CameraGeom vs. WCS for Optical Distortions

@jmeyers314 and I were discussing today how to best get various coordinate transforms for use in PSF modeling, and it occurred to me that with the composable Transform objects we have now, we could create a per-Visit CameraGeom system that uses the optical distortion fit as part of the WCS (which should be much more appropriate for that Visit). PSF modeling code needs to know about optical distortions, but it should not have to know about actual positions on the sky, so it’d be very nice if it could use CameraGeom APIs only and not have to worry about the WCS directly.

I’m interested in getting thoughts both on the structural challenges that would be involved in making this happen (@rowen, @KSK?) and whether it’s algorithmically advisable (seems like it is to me; @rhl?).

I think the main structural challenges are:

  • We need a distortion transform that covers the full focal plane, not a single chip. meas_mosaic produces this, and I believe jointcal will too, but for at least the former it would take some work to extract it, as all we save are per-chip WCSs. (Note that I do not think it is necessary to obtain the WCS via a model that fits explicitly for the optical distortion, even though we plan to do that eventually, as we can isolate it from the full WCS by assuming pixels<->focal plane is static and identifying the origin on the sky by using the WCS to transform the focal plane origin).
  • We currently have one static Camera object for each mapper. We’ve all long planned to at least version these in the way master calibrations are versioned, but updating the optical distortions would involve having a version with every visit.
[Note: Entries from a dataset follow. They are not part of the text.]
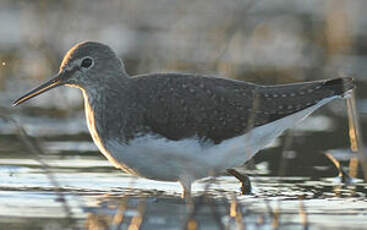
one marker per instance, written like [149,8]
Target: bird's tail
[340,86]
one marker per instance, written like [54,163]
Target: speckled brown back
[180,106]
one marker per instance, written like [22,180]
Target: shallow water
[86,191]
[70,185]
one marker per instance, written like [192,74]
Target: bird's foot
[245,181]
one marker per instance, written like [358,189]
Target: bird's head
[86,64]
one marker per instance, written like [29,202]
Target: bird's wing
[179,106]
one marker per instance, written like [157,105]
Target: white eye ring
[87,62]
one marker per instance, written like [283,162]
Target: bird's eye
[87,62]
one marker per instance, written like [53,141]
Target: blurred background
[261,41]
[265,42]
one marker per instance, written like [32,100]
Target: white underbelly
[158,158]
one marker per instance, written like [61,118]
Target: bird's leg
[185,182]
[245,181]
We are currently planning to persist Detector objects in Exposure objects in Gen3 (and we could implement this in Gen2 before Gen3 rolls out); do these currently store any transform information themselves that could be updated when we write calexps?

Jointcal’s persisted model (saved per-chip) includes both PIXEL->FOCAL and FOCAL-IWC components, so one could simply query each chip for it’s PIXEL->FOCAL transform to build the model you want.

Note that jointcal’s PIXEL->FOCAL transform is fixed across all visits in that tract, under the assumption that the chips don’t move around. We can look into relaxing that in the future.

For DECam (and I assume LSST) the chips move around every time there’s a camera warm-up (they have to be allowed to move or you get cracked CCDs). See, e.g., Figure 13 of Bernstein et al. (2017): . So this is something that will have to be relaxed, though I have no statement on the priority of making that change.

For DECam (and I assume LSST) the chips move around every time there’s a camera warm-up (they have to be allowed to move or you get cracked CCDs).

This is the kind of behavior that versioning the geometry as a master calibration should handle without Jointcal having to do anything.

Well, anything besides providing the fits that the new geometry model is derived from.

Detector objects do store a TransformMap that transforms from pixels to focal plane, but not focal plane to field angle. That could be added, but it means a lot of duplication with the transform that is in lsst.afw.cameraGeom.Camera's TransformMap. It also would also require a bit of work in how TransformMap is constructed, but in theory that should be easy.